Findings indicate that the GGND is in a norm emergence phase, with PSIs—especially the G7—acting as early norm entrepreneurs. The G7’s domestic policy packages (green stimulus, conditionalities, regulatory reforms) and collective commitments bolster internal relationality, while external initiatives (B3W, COP26 partnerships) begin translating entrepreneurship into diffusion pathways, including toward BRICS members. However, heterogeneity across the G20 and BRICS underscores contestation and the need for congruency between rhetoric and practice to avoid governance gaps. Three determinants for diffusion are highlighted: (1) congruency of practice—alignment between domestic measures and international actions, critical for legitimacy and resistance to antipreneurs; (2) local adaptation—ensuring the GGND bundle is tailored to varied development contexts to avoid perceptions of a developed-country-only agenda; and (3) barriers to diffusion—addressing finance and capacity constraints (e.g., climate finance, Paris Agreement market mechanisms) to enable implementation, especially where fiscal space is limited post-COVID-19. The G7’s success in operationalizing and globalizing the GGND will depend on sustained, coherent practice and partnerships across PSIs to bridge divergences and support just transitions.

Conclusion

The paper maps the GGND as a policy notion, presents preliminary empirical evidence of PSI green recovery practices, and analyzes the G7’s potential role as a norm entrepreneur within a global governance framework. It shows that while not all actors are ‘building back better’ uniformly, PSIs—particularly the G7—are pivotal for operationalizing and diffusing the GGND. Given the GGND’s current norm emergence stage, further diffusion will hinge on congruent practice, effective localization, and removal of financing and capacity barriers. The study calls for more PSI-focused empirical and normative research as datasets mature (e.g., final GRO releases with financial sizes) to capture evolving practices and their legal and governance implications. Future work should probe how PSI practices structure identities and sustain norm bundles over time, and how partnership models can accelerate transitions in diverse contexts.

Limitations

The analysis is a time-bound snapshot (May–October 2021) in an ongoing policy environment; stimulus design and implementation are evolving, so final assessments will take years.

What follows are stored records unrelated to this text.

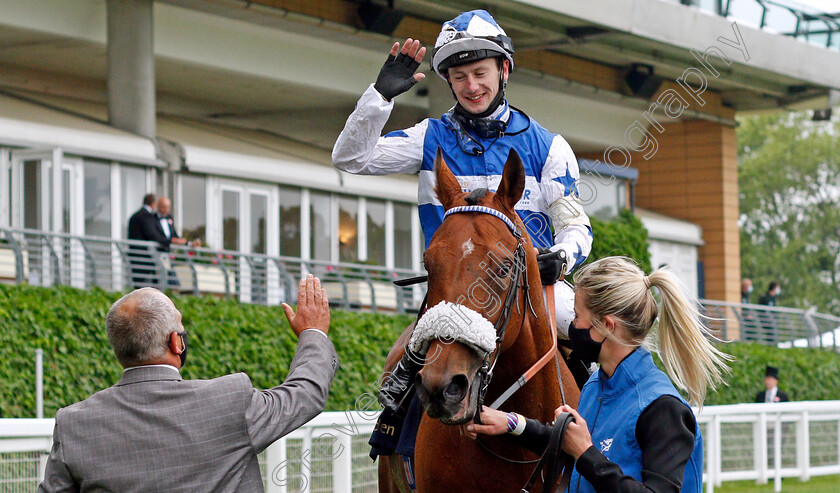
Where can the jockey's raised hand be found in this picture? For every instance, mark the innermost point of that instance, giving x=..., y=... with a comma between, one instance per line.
x=397, y=75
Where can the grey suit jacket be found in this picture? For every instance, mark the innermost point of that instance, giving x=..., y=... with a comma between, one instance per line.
x=154, y=431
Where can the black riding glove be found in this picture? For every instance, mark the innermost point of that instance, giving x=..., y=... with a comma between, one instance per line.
x=552, y=265
x=396, y=76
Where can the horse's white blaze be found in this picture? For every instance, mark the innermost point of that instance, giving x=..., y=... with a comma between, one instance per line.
x=467, y=248
x=453, y=322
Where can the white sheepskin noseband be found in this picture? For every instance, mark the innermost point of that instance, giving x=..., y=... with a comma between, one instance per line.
x=453, y=322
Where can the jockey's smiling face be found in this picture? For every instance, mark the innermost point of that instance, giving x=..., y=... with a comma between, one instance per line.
x=476, y=84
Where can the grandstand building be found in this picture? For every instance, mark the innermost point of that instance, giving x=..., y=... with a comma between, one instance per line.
x=231, y=108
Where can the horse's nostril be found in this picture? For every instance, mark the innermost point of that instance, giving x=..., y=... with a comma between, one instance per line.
x=457, y=388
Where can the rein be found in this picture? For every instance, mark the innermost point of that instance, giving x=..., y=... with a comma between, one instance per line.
x=519, y=274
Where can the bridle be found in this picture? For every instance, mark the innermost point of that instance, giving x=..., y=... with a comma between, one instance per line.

The GRO dataset may not capture all measures and excludes significant international financing (e.g., World Bank, IMF, European Investment Bank) that could raise green shares, particularly in G7/G20 contexts. Focusing on counts and proportions of clean versus dirty archetypes can oversimplify complex policy matrices and does not systematically incorporate the financial magnitude of measures; while GRO contains some size data, comprehensive PSI-level financial comparisons await final datasets. Some national packages remained unsettled at the time (e.g., elements of US Build Back Better), and classification choices may shape outcomes. Consequently, results should be interpreted as preliminary indicators of PSI practice and relationality, not definitive evaluations of overall green recovery impact.